Luego de amarrar los hilos-guía
con nudos especiales, Juan prueba la resistencia del mismo con unos
movimientos nacidos de la práctica frecuente. Esta cronista
confiesa que, aunque intentara varias veces producir el seco
“toing” que demuestra el punto justo, le fue realmente imposible
conseguirlo —aunque casi se escuchó un “tuaan-gg”—. En fin, que
habrá que asistir a alguno de los seminarios que dictan Juan y Ana
en el hotel Panamericano (ver Agenda) para lograr “el toque”, como
le dicen los conocedores.
Nos retiramos de la terraza
comunal por un par de horas, a disfrutar del tradicional desayuno
con té y masitas que nos ofrece Mara Ezpeleta de Piedrabuena, la
matrona de la familia y viuda de Alberto Polonio Piedrabuena, el
recordado hijo de Armando —fallecido en Montevideo, Uruguay en el
’78, apenas cuatro años después de haber contraído matrimonio—.
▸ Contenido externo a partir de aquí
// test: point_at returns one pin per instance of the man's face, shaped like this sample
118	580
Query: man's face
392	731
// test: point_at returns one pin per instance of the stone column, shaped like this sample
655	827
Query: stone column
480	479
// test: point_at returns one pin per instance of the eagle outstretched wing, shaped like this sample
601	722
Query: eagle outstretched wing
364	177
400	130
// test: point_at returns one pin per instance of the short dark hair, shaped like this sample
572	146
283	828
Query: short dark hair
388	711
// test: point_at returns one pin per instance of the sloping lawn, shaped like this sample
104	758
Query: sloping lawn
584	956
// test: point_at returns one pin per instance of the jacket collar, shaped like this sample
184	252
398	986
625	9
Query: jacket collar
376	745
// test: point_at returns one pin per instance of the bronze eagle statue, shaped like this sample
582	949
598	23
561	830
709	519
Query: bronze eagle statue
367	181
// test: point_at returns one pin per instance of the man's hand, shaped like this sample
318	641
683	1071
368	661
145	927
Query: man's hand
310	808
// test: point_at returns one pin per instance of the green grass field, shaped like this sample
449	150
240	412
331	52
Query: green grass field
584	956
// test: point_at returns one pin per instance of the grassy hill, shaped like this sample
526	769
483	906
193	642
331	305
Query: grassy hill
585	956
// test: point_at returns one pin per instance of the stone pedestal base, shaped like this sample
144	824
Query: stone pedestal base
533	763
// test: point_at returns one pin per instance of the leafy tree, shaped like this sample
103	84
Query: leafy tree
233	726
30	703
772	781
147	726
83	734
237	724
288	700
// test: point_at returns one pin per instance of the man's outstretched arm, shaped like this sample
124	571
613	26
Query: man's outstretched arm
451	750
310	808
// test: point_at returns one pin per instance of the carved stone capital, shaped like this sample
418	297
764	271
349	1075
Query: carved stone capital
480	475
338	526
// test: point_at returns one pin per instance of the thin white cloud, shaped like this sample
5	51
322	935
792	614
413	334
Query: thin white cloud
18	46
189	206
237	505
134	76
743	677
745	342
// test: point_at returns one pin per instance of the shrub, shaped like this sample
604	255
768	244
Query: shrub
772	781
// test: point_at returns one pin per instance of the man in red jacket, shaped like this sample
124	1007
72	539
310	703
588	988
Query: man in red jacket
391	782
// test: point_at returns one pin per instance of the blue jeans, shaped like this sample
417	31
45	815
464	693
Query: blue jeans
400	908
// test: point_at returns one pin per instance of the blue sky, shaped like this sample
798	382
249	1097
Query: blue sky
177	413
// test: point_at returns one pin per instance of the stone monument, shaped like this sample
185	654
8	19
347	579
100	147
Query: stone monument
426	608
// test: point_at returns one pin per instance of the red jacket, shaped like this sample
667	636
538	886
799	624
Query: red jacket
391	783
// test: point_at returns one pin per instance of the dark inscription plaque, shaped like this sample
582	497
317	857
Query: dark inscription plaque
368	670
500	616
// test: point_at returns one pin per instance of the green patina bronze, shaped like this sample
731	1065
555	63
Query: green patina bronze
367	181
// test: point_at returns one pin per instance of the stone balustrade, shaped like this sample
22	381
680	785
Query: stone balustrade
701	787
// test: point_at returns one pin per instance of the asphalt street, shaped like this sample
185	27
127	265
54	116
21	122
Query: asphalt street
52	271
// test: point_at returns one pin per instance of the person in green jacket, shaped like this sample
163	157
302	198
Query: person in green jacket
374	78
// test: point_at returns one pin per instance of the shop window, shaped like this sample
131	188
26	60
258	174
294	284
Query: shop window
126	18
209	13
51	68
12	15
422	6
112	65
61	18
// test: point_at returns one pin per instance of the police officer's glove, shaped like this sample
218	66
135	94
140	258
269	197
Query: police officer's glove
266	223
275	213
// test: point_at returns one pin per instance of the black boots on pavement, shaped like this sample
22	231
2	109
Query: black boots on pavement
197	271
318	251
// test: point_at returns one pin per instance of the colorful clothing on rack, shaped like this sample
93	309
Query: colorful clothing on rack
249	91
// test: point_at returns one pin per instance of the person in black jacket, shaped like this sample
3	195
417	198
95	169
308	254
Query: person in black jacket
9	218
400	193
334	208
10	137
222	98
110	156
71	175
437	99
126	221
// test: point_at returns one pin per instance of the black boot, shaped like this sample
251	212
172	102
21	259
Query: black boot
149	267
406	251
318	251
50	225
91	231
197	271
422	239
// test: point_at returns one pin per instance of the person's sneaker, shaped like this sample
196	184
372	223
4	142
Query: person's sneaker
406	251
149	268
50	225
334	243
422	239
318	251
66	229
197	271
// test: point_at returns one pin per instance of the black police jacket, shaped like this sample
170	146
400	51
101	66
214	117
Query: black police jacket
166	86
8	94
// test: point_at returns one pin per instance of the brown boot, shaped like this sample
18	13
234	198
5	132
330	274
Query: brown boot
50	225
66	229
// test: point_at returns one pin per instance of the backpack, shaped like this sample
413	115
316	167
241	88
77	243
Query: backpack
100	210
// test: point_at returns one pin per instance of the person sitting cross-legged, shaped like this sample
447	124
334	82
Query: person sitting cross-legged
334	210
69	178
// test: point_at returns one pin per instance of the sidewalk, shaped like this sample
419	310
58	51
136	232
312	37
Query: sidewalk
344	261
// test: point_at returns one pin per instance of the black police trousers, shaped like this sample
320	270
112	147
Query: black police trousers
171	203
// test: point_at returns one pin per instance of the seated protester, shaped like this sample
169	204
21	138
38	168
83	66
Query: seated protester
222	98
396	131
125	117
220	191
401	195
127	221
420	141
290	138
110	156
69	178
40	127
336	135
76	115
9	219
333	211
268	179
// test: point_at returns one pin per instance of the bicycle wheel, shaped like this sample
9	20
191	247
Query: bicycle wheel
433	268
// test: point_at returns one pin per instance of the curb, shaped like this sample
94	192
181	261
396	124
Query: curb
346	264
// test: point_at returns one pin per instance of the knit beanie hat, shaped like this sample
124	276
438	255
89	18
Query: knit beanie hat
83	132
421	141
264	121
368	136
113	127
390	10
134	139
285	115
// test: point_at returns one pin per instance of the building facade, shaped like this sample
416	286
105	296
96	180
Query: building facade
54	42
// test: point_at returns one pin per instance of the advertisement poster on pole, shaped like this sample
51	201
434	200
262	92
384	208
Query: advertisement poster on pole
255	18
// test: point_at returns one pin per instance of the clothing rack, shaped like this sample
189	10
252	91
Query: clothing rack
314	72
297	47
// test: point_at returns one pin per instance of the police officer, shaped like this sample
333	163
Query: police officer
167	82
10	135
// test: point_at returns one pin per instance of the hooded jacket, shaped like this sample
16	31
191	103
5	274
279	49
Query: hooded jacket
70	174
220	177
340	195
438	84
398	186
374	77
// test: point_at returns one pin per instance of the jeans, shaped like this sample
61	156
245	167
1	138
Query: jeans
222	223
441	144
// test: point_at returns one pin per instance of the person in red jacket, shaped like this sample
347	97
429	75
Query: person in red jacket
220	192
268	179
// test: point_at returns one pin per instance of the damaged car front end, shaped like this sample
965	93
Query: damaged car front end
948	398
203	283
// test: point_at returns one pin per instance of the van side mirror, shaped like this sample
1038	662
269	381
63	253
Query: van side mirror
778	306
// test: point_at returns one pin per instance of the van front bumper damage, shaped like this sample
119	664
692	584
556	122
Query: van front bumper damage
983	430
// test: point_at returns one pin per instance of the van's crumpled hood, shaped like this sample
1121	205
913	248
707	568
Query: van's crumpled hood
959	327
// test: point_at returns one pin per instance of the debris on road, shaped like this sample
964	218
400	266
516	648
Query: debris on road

Mientras los chicos y Armando descansan, ella nos muestra algunas
de las instantáneas del álbum familiar. Nos llama la atención
varias dramáticas escenas en las que se muestra al grupo bajando
por las escaleras de manera precipitada, quizás sorprendidos en su
actividad por algún portero receloso. Otra —casi minimalista—
tomada por Ana el año pasado, un balde azul, vacío, destacando
contra las baldosas rojas de una terraza desierta. Una acusación
palpable contra la soledad de la vida edilicia y la progresiva
pérdida de los espacios comunales.
Finalmente subimos, luego de
que me hicieran recorrer la azotea en solitario, verificando que se
encontrara libre de neófitos. Los Piedrabuena llaman “bautismo” a
esta actividad de reconocimiento previo de la terraza. Verla
desierta a media mañana causa una extraña impresión, pero nuestra
actividad en la madrugada ha rendido sus frutos y el milagro de la
vida se ha producido. Los broches esperan, algunos todavía húmedos
de rocío tardío, o quizás de la humedad de algunos de los pétalos
multicolores, que —broma cruel— debemos despojar y desechar. Es
recomendable, me sugieren enigmáticamente los Piedrabuena en voz
baja, que estos descartes se dejen sobre las sogas-guía, para
evitar “problemas con los neófitos”. Aún sin entender de todo esta
última tradición, hemos aprendido que la sabiduría antigua no se
cuestiona, y ayudamos a plegar los suaves tejidos sobre las
guías.
Y, así, bajamos en silencio las
escaleras, sobrecogidos por el calor que todavía guardan estos
frutos maduros y dispares, algunos de maderas suaves y otros del
color más chillón. Ya en el departamento, Ana nos muestra —no sin
orgullo— su pequeña colección de los más excéntricos representantes
de cosechas anteriores y agrega uno más de esta última: Un
rechoncho bloque de metal pulido en el que nos reflejamos mientras
cierra la caja y donde creo que todavía puede verse el cielo
celeste y puro que disfrutábamos hace unos pocos minutos en la
terraza.
Y así nos despedimos de los
Piedrabuena, modernos herederos de esta antiquísima tradición,
traída por sus antepasados de las planicies de Europa del Este,
huyendo de quien sabe qué historias mundiales.